Marked for Revenge
Emelie Schepp is rapidly securing her place as the master of the ensemble police procedural novel. Jana Berzelius, the Norrköping, Sweden public prosecutor who was introduced in MARKED FOR LIFE, is first among equals in what is projected to be a trilogy. But the supporting cast that surrounds Berzelius is every bit as interesting and riveting as she is.
MARKED FOR REVENGE, the second installment in the series, can stand alone, but it resolves questions left unanswered in the opening book and raises some possible issues --- both professional and personal --- for the third. Let’s deal with the professional first. The Norrköping police are confronted with a mystery when an airline from southeast Asia lands with a dead teenage girl from Thailand in the restroom. It quickly becomes evident that she had been functioning as a drug “mule” and died of an overdose when the capsules she had swallowed carrying the heroin she was smuggling dissolved prematurely. Another girl on the plane was also from Thailand but left abruptly before she could be questioned by police. Berzelius’ squad wants to talk to her, but she has gone missing and is being held captive by the local traffickers who ordered the shipment the two girls were carrying.

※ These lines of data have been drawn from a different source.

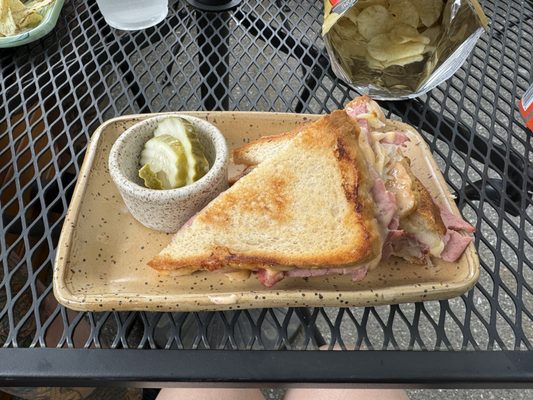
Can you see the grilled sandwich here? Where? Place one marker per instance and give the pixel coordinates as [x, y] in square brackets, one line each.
[306, 210]
[417, 228]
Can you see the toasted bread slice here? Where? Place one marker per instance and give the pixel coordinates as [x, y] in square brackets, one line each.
[308, 206]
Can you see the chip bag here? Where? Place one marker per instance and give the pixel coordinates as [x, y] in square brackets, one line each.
[399, 49]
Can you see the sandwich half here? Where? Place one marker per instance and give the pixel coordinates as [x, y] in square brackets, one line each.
[306, 210]
[416, 227]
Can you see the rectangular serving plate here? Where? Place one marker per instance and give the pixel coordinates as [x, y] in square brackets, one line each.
[102, 253]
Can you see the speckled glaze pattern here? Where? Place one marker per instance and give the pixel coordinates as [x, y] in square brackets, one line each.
[102, 253]
[167, 210]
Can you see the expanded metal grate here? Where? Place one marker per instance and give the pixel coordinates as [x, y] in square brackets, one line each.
[266, 56]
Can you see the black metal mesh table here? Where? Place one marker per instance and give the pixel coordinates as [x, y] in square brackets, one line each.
[266, 56]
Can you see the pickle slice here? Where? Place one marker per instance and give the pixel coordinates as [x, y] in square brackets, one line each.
[164, 163]
[183, 130]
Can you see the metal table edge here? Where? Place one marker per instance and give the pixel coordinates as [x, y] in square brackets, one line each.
[239, 368]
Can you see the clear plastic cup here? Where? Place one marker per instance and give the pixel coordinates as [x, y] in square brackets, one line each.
[133, 15]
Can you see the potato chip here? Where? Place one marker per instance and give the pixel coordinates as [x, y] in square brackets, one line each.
[405, 12]
[402, 33]
[374, 20]
[24, 16]
[382, 48]
[403, 61]
[433, 34]
[348, 46]
[8, 26]
[345, 28]
[428, 10]
[362, 4]
[374, 64]
[352, 14]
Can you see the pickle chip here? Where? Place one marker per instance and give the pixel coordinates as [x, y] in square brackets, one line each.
[150, 178]
[183, 130]
[373, 21]
[164, 163]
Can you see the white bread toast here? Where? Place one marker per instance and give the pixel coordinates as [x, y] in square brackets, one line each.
[308, 206]
[423, 220]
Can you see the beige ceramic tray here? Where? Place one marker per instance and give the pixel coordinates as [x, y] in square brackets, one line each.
[102, 253]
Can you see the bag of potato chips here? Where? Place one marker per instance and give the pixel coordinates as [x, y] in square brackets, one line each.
[398, 49]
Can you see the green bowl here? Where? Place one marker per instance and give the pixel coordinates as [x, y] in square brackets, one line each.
[50, 16]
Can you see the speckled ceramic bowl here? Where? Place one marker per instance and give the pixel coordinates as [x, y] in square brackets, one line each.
[167, 210]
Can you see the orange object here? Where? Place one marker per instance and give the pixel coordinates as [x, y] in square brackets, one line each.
[525, 105]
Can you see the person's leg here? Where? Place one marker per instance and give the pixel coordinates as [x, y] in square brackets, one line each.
[345, 394]
[210, 394]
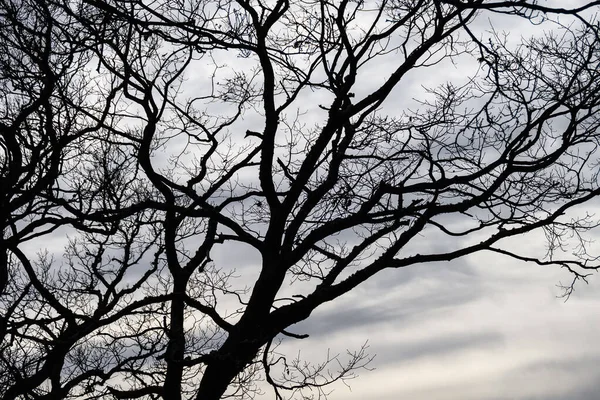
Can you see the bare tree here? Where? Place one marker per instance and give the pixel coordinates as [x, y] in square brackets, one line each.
[151, 133]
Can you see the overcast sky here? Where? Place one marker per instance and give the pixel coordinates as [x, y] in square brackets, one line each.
[483, 327]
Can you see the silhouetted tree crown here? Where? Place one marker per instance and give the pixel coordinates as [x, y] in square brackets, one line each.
[139, 139]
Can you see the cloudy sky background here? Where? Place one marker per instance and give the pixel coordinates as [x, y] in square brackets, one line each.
[483, 327]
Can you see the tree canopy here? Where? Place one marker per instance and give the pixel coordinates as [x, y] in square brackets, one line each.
[143, 135]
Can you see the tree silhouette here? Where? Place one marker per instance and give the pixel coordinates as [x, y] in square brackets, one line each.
[148, 134]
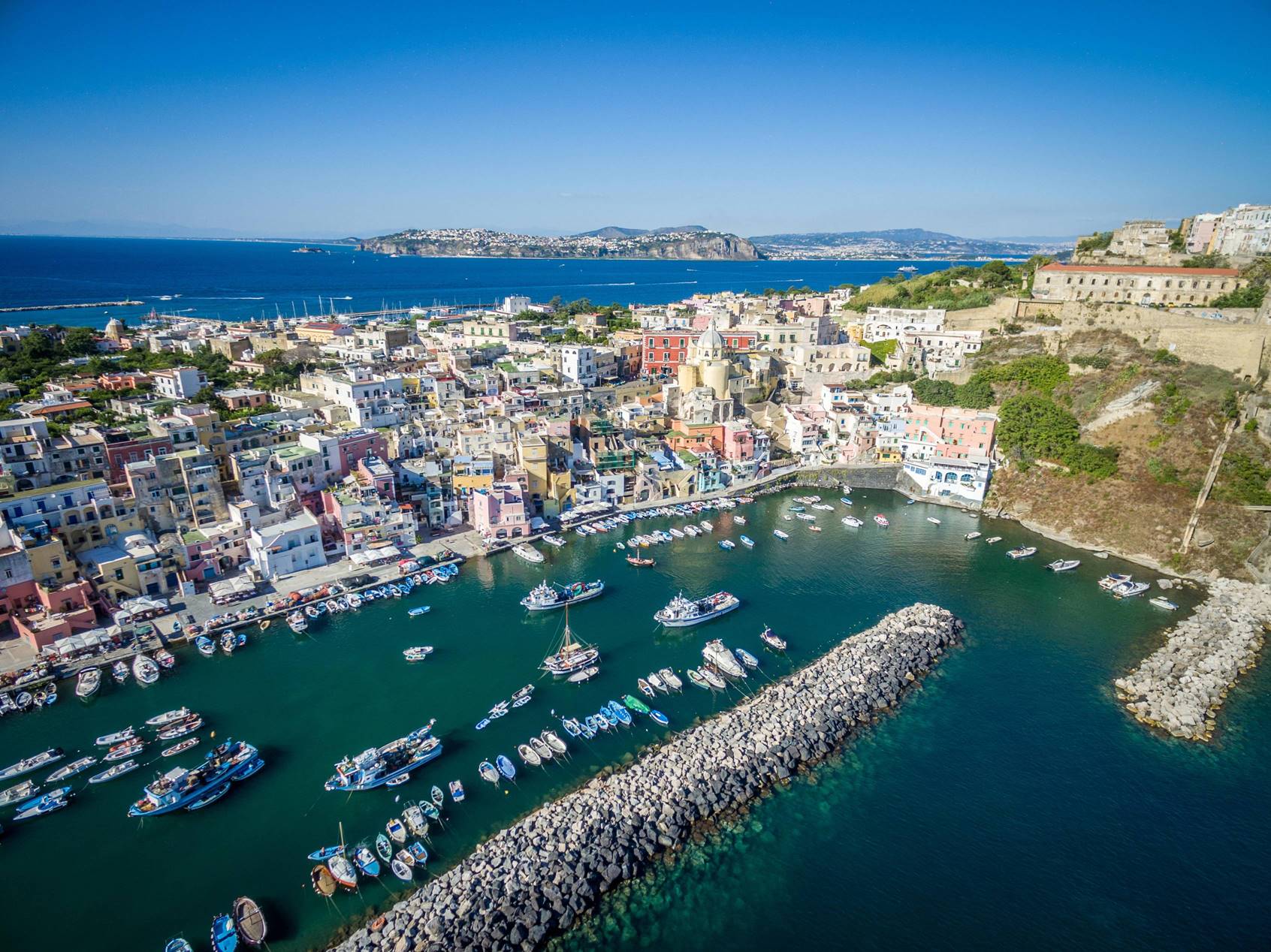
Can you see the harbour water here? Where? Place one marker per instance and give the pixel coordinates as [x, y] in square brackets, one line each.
[242, 280]
[1008, 803]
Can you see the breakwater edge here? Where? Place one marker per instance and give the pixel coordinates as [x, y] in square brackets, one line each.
[536, 877]
[1181, 685]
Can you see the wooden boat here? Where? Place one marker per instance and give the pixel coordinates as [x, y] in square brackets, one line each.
[323, 882]
[249, 920]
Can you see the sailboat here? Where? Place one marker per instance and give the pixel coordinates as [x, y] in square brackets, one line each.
[571, 655]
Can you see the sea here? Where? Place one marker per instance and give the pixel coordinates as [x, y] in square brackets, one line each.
[246, 280]
[1007, 803]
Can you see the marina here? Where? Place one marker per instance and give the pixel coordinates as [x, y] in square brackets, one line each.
[301, 734]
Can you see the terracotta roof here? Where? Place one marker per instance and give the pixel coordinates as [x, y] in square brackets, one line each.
[1140, 270]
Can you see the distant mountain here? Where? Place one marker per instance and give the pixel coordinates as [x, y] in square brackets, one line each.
[896, 243]
[614, 231]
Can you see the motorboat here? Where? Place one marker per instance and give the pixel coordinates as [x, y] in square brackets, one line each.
[180, 748]
[1128, 590]
[1113, 580]
[528, 553]
[111, 773]
[571, 655]
[681, 612]
[375, 767]
[47, 803]
[771, 641]
[547, 596]
[165, 719]
[249, 920]
[182, 788]
[224, 937]
[145, 670]
[33, 763]
[323, 882]
[718, 655]
[88, 682]
[70, 770]
[22, 792]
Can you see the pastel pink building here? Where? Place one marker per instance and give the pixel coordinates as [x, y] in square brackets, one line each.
[947, 432]
[500, 511]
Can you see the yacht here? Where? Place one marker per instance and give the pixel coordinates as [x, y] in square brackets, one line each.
[181, 788]
[571, 655]
[681, 612]
[375, 767]
[547, 596]
[528, 553]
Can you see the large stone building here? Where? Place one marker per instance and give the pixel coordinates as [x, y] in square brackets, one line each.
[1134, 284]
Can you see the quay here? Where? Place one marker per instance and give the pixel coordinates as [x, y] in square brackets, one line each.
[1181, 685]
[536, 877]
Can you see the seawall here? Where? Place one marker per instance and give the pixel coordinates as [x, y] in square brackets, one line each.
[1181, 685]
[536, 877]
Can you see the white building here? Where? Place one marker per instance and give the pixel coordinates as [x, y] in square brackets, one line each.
[178, 383]
[286, 547]
[578, 365]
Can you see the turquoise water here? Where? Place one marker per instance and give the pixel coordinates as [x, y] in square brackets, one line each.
[1010, 801]
[242, 280]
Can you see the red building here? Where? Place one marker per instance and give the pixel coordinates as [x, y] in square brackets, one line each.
[666, 350]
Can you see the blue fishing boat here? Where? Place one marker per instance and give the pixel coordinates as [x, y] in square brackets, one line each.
[224, 935]
[189, 790]
[375, 767]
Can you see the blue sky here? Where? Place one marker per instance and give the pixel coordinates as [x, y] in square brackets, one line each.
[313, 119]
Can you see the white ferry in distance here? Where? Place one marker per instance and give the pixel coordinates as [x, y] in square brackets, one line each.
[375, 767]
[681, 612]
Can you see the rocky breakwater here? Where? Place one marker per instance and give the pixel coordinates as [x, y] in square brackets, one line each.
[1180, 687]
[539, 875]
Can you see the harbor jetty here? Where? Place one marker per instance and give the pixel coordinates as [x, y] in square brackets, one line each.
[536, 877]
[1181, 685]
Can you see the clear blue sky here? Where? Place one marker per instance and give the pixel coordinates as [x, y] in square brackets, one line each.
[279, 119]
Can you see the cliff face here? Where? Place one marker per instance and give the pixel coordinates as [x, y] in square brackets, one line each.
[711, 246]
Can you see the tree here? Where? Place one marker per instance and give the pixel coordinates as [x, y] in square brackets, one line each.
[1035, 425]
[80, 341]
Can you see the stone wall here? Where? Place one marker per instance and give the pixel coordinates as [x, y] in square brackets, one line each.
[536, 877]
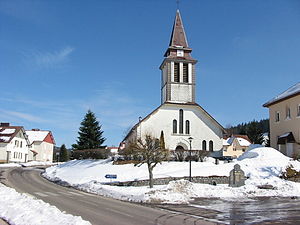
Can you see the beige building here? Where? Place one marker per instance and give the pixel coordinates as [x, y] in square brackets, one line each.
[284, 113]
[235, 145]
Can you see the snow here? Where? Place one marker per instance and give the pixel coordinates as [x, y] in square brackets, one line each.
[8, 131]
[36, 135]
[4, 138]
[27, 164]
[261, 165]
[285, 135]
[243, 142]
[22, 209]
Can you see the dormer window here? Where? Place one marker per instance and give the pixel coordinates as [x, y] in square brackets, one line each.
[180, 53]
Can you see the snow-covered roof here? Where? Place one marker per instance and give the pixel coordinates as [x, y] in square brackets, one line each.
[8, 131]
[242, 141]
[292, 91]
[36, 135]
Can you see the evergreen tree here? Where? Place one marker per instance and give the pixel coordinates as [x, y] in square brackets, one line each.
[162, 140]
[90, 133]
[254, 132]
[63, 154]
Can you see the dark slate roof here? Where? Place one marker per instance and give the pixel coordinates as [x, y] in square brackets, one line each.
[178, 37]
[291, 92]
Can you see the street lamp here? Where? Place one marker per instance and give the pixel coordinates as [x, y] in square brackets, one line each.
[190, 140]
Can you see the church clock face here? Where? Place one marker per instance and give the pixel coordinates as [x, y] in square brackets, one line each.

"Schepp always ensures that the reader never gets lost in the details of the plot or the characters, all of whom are memorable in their own ways.... You will want to make time to read MARKED FOR REVENGE in one sitting."
Meanwhile, a local man has been found murdered in his apartment. Unbeknownst to the department, he has a direct, if very momentary, tie to Berzelius, which she does not want the squad to be made aware of, since it would lead to other questions about her past that she is not prepared to answer.
Both cases slowly converge toward a shadowy drug kingpin known as The Old Man, who may not even exist but seems to be controlling the local drug trade. The squad has no idea how close the tentacles of the drug overload extend toward them, even as they deal with the sharp-elbowed relationships that exist among themselves professionally as well as outwardly into their personal lives. This is particularly true of Detective Inspector Mia Bolander, who is a walking train wreck in almost every aspect of her personal life. Bolander is such an interesting character --- in all of the worst possible ways --- that when she is absent from the narrative, the reader in a perverse way yearns for her return. Bolander, as with the rest of the cast, is given opportunities for redemption.
While the complexity of the plot meanders into the past and overshadows the present, Schepp always ensures that the reader never gets lost in the details of the plot or the characters, all of whom are memorable in their own ways.
You will want to make time to read MARKED FOR REVENGE in one sitting. The pages just fly by, what with two cases and the personal lives of several members of the squad moving into and out of the mix. Schepp --- through a fine and seamless translation by Suzanne Martin Cheadle --- keeps changing things up throughout the story while enabling Berzelius to pull a number of Houdini-type escapes for the purpose of keeping her personal history a secret from the team. Or most of it, anyway.
Whether Berzelius will continue to be successful in her efforts will ultimately be revealed in MARKED FOR DEATH, the final book in the trilogy. It will give Schepp’s growing audience something to look forward to.